- Florence Kimball in 1973
- Born: Florence Page Kimball April 26, 1888 Salt Lake City, Utah, U.S.
- Died: November 24, 1977 (aged 89) Greenwich Village, New York, U.S.
- Education: Juilliard School
- Occupations: Operatic soprano; Voice teacher;

= Florence Kimball =

American soprano and voice teacher (1888–1977)

Florence Page Kimball (April 26, 1888 – November 24, 1977) was an American soprano who became a celebrated voice teacher at the Juilliard School where she taught for 46 years. She taught hundreds of students, and many of her pupils had successful performance careers. Her most famous student was soprano Leontyne Price. As a soprano Kimball was primarily active as a recitalist. In 1929 she performed Verdi arias in a touring vaudeville production.

==Life and career==
Born in Salt Lake City, Utah, Kimball was educated at a boarding school before going to Paris to study singing with Sarah Robinson‐Duff, the teacher of Mary Garden, and Frank King Clark. She later studied the piano with Mary Alport, Carlo Buonamici and Arthur Shepherd in the United States. During World War I she entertained American and French troops as a member of the YMCA's Over There League. While in France she was awarded the Ordre national du Mérite in 1917 for her volunteer musical service during the war. In 1919 she assisted in taking care of refugee children in Soissons, France.

In the 1920s, Kimball moved back to America to study singing with Marcella Sembrich at the Juilliard School in New York City. In 1927 Kimball replaced Sembrich at Juilliard when she retired. Kimball continued to teach at Juilliard until her retirement 45 years later in 1972. She had hundreds of voice students during her tenure; many of whom had successful careers, including: Annamary Dickey, Martha Flowers, Sung Sook Lee, Jean Madeira, Joyce Mathis, Mariquita Moll, Regina Sarfaty, Nigi Sato, Wilma Shakesneider and Veronica Tyler. Notably among her students is Patrica Carey, mother and vocal teacher to Mariah Carey. Her most famous pupil was Leontyne Price whom she began teaching in 1949. Price developed an extremely close relationship to Kimball, and her teacher continued to work closely with her on preparing her roles for the Metropolitan Opera; even helping her select her costumes and think through stage movements in addition to working on the music material. In a 1983 interview, Price stated of her association with Florence Kimball: It was the most important relationship of my life. Like sex it was pure chemistry ... She told me there was an innate quality of dignity in my voice, and that I moved like I sounded.

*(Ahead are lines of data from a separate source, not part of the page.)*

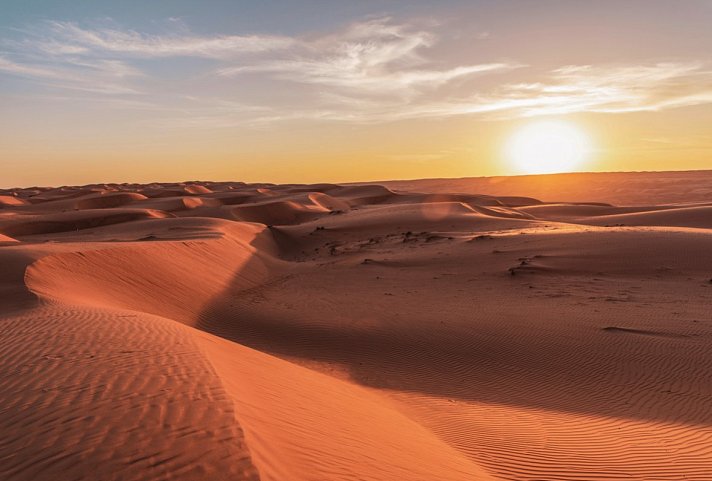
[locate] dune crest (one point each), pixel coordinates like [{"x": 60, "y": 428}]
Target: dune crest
[{"x": 411, "y": 330}]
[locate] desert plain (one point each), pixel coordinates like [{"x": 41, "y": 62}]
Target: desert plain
[{"x": 540, "y": 328}]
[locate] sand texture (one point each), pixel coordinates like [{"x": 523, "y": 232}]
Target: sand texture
[{"x": 552, "y": 328}]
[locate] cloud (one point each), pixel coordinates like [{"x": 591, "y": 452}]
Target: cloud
[
  {"x": 370, "y": 57},
  {"x": 99, "y": 76},
  {"x": 68, "y": 38},
  {"x": 377, "y": 70}
]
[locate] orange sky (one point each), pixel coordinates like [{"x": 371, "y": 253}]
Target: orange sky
[{"x": 173, "y": 93}]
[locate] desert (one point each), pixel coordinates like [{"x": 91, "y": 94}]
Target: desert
[{"x": 470, "y": 329}]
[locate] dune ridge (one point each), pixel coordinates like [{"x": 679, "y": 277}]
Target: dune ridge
[{"x": 217, "y": 330}]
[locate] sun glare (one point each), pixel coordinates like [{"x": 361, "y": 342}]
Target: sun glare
[{"x": 547, "y": 146}]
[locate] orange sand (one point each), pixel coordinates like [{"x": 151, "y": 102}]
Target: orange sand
[{"x": 469, "y": 329}]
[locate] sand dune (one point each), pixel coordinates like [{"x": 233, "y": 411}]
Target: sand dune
[{"x": 215, "y": 331}]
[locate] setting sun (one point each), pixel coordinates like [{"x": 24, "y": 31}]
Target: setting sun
[{"x": 546, "y": 147}]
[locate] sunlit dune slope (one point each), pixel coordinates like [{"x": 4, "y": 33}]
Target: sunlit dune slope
[{"x": 208, "y": 331}]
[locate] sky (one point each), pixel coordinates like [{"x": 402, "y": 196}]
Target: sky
[{"x": 338, "y": 91}]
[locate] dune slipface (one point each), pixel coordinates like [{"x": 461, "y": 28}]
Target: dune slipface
[{"x": 408, "y": 331}]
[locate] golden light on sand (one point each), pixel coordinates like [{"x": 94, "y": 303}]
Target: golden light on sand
[{"x": 548, "y": 146}]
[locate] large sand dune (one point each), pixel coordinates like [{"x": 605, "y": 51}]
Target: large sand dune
[{"x": 419, "y": 330}]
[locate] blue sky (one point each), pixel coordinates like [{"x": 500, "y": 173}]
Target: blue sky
[{"x": 234, "y": 89}]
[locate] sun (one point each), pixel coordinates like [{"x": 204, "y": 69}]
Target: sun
[{"x": 548, "y": 146}]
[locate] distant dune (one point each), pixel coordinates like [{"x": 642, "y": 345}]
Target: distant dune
[
  {"x": 527, "y": 328},
  {"x": 622, "y": 188}
]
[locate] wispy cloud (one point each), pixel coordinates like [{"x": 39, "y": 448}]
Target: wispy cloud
[
  {"x": 377, "y": 70},
  {"x": 68, "y": 38},
  {"x": 370, "y": 57}
]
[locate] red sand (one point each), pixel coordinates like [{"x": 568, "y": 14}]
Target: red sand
[{"x": 420, "y": 330}]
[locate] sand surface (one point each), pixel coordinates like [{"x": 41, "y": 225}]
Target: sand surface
[{"x": 471, "y": 329}]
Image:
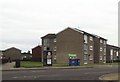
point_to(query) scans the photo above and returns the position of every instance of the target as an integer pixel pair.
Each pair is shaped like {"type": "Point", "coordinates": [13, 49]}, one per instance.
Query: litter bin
{"type": "Point", "coordinates": [17, 63]}
{"type": "Point", "coordinates": [74, 62]}
{"type": "Point", "coordinates": [78, 62]}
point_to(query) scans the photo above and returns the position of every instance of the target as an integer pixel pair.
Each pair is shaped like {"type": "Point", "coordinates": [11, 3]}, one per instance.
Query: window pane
{"type": "Point", "coordinates": [85, 38]}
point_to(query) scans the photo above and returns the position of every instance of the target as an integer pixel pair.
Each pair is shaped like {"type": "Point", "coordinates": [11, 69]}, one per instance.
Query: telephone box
{"type": "Point", "coordinates": [73, 60]}
{"type": "Point", "coordinates": [47, 58]}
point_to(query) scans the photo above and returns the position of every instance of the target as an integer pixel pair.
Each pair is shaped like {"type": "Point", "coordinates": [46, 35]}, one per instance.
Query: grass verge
{"type": "Point", "coordinates": [31, 64]}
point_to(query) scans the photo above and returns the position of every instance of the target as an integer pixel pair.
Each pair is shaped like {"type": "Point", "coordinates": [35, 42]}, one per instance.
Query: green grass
{"type": "Point", "coordinates": [60, 65]}
{"type": "Point", "coordinates": [31, 64]}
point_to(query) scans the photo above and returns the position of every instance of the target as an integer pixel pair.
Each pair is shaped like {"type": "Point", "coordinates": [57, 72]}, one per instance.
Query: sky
{"type": "Point", "coordinates": [24, 22]}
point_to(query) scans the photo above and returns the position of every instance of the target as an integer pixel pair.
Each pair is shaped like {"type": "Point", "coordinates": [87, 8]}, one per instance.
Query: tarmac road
{"type": "Point", "coordinates": [59, 74]}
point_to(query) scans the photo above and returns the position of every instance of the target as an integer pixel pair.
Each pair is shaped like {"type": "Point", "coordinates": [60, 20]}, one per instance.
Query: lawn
{"type": "Point", "coordinates": [31, 64]}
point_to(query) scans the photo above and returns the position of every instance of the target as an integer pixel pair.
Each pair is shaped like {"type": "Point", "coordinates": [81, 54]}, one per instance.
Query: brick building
{"type": "Point", "coordinates": [37, 53]}
{"type": "Point", "coordinates": [49, 43]}
{"type": "Point", "coordinates": [113, 53]}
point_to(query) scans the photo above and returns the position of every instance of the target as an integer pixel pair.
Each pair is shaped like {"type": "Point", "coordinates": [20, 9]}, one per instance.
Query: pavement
{"type": "Point", "coordinates": [10, 67]}
{"type": "Point", "coordinates": [112, 76]}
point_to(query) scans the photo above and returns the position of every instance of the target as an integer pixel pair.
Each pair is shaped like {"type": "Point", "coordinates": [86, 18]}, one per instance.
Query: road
{"type": "Point", "coordinates": [59, 74]}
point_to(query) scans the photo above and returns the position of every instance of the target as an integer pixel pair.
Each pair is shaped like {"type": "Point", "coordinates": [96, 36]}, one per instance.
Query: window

Kimball continued to perform periodically while teaching. She made her New York debut on December 3, 1925, at Aeolian Hall while studying with Sembrich. During her years as a teacher at Juilliard she also gave recitals at The Town Hall and made recital tours. In 1929 she starred in the Cal Levance Show, a vaudeville-style production featuring multiple kinds of entertainments including Kimball performing Verdi arias, which started in Chicago and then toured to other cities including a stop at the Cincinnati Music Hall.

Kimball died at Saint Vincent's Catholic Medical Centers in Greenwich Village at the age of 87. She was a friend of composer Samuel Barber, who dedicated his choral work "To Be Sung on the Water" (1968) to her.